Printausgabe vom 20.11.2007
Poetische Entdeckungsreise auf der Orgel
Von Susanne Hecker
Kriftel.
Die Rückbesinnung auf eine poetisch verklärte Vergangenheit gehöre zu den
Wesenszügen der Epoche der Romantik, stand auf dem Programmzettel des diesjährigen
Konzerts bei Kerzenlicht in St. Vitus. Und auf eine poetische Entdeckungsreise
schickte Kantor Andreas Winckler seine Zuhörer mit drei ausgewählten Sonaten
der romantischen Orgelliteratur. Nicolas-Jacques Lemmens (1823-1881) und sein
Schüler Alexandre Guilmant (1837-1911) waren die beiden Komponisten, um die
sich das Programm drehte. Ihre Werke waren gut ausgewählt. Obwohl die Orgel von
St. Vitus sehr viel mehr hergibt, verzichtete Andreas Winckler vor dem
Hintergrund des Volkstrauertages auf pompöse Werke, konzentrierte sich
stattdessen mit seiner Auswahl auf Klarheit, Transparenz und intensiven Klang
der Musik, auf die zarten Facetten der Kompositionen und das Nuancenspiel mit
den einzelnen Registern
Mehr als einmal hat er bewiesen, dass er bei den Romantikern
„zuhause“ ist – das stand auch an diesem Sonntagabend außer Frage. Ungewöhnlich
jedoch war die große innere Ruhe, mit der Winckler die drei doch sehr
verschiedenen Werke vortrug. Lemmens gehört der traditionellen Orgelschule an.

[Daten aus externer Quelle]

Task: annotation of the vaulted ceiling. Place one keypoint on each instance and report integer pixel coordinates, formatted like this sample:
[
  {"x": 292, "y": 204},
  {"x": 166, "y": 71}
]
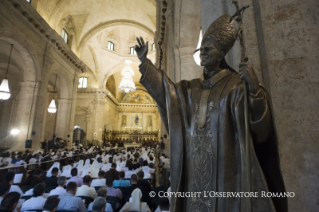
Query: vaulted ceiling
[{"x": 92, "y": 23}]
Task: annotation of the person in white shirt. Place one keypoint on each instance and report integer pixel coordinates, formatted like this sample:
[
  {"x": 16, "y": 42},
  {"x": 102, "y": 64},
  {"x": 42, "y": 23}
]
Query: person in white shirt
[
  {"x": 66, "y": 171},
  {"x": 34, "y": 183},
  {"x": 33, "y": 160},
  {"x": 8, "y": 177},
  {"x": 102, "y": 192},
  {"x": 99, "y": 204},
  {"x": 51, "y": 204},
  {"x": 130, "y": 171},
  {"x": 37, "y": 201},
  {"x": 101, "y": 181},
  {"x": 85, "y": 189},
  {"x": 164, "y": 204},
  {"x": 4, "y": 190},
  {"x": 69, "y": 202},
  {"x": 10, "y": 201},
  {"x": 59, "y": 190},
  {"x": 136, "y": 204}
]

Seine Sonate Nr. 1 d-moll erklingt geradlinig, sauber, logisch und dadurch fast
unspektakulär. Sein Schüler Guilmant hingegen steuert mit seiner Sonate Nr. 42
d-moll und besonders mit der Sonate Nr. 7 F-Dur durch die Spätromantik hindurch
direkt auf die Moderne zu. Er geizt nicht mit Dissonanzen und „schrägen“
Passagen. Dafür haben seine Melodien und die begleitenden Harmonien eine fast
schmerzende Schönheit. Als Musik für eine nur von Kerzen erleuchtete Kirche
kann man sich kaum etwas Schöneres vorstellen. Es ist zu vermuten, dass diese
Orgelmusik anders gewirkt hätte, wäre der Raum in helles Licht getaucht
gewesen. So aber, beim flackernden Schein, ohne die Möglichkeit sich durch das
Lesen von Programmheften abzulenken, in einer Kirche mit fast 160 still
lauschenden Besuchern drang der Klang ausschließlich über die Ohren nach
innen. So kann man Poesie tatsächlich neu entdecken.